La sensibilità dei pesci gatto
La teoria elettromagnetica rimane la preferita anche per Sheldrake. «In Giappone, all’Università di Osaka, hanno in piedi uno studio che ha mostrato la sensibilità dei pesci gatto alle variazioni elettromagnetiche». Ma non è tutto. «Io propongo anche una teoria alternativa - prosegue il biologo -. Molti animali potrebbero percepire il terremoto grazie a un particolare senso, non ancora identificato».

La scienza «classica», naturalmente, liquida le teorie della premonizione come leggende non dimostrabili e anche la possibilità della percezione elettromagnetica resta in larga misura non verificata. «E’ vero - conclude, polemicamente, Jim Berkland -. Perlopiù, la scienza, anche se non tutti i ricercatori, bolla queste ipotesi come semplice aneddotica.
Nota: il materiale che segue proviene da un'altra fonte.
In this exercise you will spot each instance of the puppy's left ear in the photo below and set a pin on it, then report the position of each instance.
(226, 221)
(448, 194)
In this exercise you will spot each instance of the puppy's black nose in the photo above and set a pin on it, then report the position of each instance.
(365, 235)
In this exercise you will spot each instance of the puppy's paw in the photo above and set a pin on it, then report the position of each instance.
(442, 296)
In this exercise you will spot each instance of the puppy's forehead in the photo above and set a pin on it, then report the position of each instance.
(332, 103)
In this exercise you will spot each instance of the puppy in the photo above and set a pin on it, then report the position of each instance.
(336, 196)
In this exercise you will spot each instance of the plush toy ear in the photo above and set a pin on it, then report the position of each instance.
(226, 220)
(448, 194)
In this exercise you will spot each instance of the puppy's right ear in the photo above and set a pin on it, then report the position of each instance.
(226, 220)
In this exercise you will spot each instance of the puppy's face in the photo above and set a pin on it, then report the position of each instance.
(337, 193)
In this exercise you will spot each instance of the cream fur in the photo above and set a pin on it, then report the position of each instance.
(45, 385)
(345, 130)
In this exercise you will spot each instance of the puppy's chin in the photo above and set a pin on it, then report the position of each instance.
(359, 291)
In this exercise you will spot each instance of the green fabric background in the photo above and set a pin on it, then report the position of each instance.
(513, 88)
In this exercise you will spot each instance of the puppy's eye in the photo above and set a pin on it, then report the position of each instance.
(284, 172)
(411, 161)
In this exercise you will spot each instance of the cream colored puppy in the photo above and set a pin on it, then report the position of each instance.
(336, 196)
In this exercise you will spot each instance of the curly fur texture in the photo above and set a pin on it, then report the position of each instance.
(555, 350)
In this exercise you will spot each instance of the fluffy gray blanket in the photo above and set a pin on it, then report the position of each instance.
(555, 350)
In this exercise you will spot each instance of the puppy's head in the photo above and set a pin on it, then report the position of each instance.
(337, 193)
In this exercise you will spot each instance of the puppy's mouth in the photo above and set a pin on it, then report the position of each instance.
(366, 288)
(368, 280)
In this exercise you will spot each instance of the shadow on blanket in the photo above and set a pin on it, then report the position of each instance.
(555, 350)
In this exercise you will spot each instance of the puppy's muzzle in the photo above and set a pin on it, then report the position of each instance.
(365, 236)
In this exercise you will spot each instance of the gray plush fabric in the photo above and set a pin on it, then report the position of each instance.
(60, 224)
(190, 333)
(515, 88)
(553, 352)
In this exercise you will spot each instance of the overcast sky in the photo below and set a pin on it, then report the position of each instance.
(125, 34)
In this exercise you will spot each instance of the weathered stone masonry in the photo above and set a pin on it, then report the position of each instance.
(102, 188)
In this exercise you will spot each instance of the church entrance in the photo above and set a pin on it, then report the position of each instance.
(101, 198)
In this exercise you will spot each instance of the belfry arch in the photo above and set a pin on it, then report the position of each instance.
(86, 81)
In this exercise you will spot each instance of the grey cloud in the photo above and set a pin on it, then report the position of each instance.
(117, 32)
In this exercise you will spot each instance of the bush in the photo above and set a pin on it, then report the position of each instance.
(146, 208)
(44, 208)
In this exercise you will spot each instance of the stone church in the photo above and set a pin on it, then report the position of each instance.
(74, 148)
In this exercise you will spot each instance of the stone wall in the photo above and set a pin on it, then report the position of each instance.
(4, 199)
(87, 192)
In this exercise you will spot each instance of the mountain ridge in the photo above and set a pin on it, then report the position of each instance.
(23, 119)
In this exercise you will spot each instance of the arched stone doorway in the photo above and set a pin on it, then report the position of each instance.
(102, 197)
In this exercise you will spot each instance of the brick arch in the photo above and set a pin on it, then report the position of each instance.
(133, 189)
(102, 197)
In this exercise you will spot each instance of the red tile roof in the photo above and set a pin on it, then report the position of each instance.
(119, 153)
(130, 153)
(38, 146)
Ma io rispondo che uno scienziato che non sa ascoltare la Natura, quando parla, non è un vero scienziato». E, intanto, in Cina, un comunicato stampa della Wologon National Nature Reserve - che ospita la più grande popolazione di panda in cattività - ha fatto sapere che tutti i suoi ospiti sono al sicuro. Per quanto riguarda quelli in libertà i ricercatori sono tranquilli: si devono essere spostati su terreni più alti... il terremoto non li ha certo colti di sorpresa.